Орднер покачал головой.

– Иди-ка ты домой, Барт. Ты просто не в себе.

– Почему ты так решил? Потому что я заговорил о тебе, о твоей жизни, а не только о деньгах?

– Ты переволновался, Барт.

– Ты просто не знаешь, что делать, – сказал он, вставая и упираясь кулаками в полированную крышку стола. – Ты зол на меня, но ты не знаешь почему. Кто-то когда-то объяснил тебе, что если когда-нибудь наступит подобная ситуация, то ты должен будешь разозлиться. И ты разозлился. Но не знаешь почему.

Орднер терпеливо повторил:

– Ты переволновался.

– Ты прав, черт тебя побери. А ты? Расскажи мне про себя, что ты чувствуешь?

– Иди домой, Барт.

– Нет, домой я не пойду, но я скоро уйду отсюда, а ведь это все, что тебе надо. Ответь мне только на один вопрос. Хоть на одну секунду перестань быть важным боссом, человеком из корпорации и ответь мне искренне и чистосердечно: тебе есть до всего этого дело? Это хоть как-то тебя волнует, затрагивает?

Орднер посмотрел на него и выдержал паузу. Город простирался за ним, словно огромный сказочный замок с башнями, окутанный серым туманом.

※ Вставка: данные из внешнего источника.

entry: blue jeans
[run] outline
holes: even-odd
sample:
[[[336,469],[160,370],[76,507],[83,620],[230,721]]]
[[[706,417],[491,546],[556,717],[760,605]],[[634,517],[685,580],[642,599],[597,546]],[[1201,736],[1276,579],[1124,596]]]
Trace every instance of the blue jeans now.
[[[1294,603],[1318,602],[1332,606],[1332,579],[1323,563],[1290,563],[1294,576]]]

– Нет, – ответил он, наконец.

– Хорошо, – сказал он тихо. Он посмотрел на Орднера взглядом, в котором не было ни злобы, ни враждебности. – Я сделал это не для того, чтобы тебя подставить. Или подставить корпорацию.

– Тогда почему? Давай играть по честному: я ответил на твой вопрос, а ты ответь на мой. Ты мог запросто поставить подпись на договоре о покупке уотерфордского завода. А там – пусть голова болит у кого-нибудь другого. Так почему же ты этого не сделал?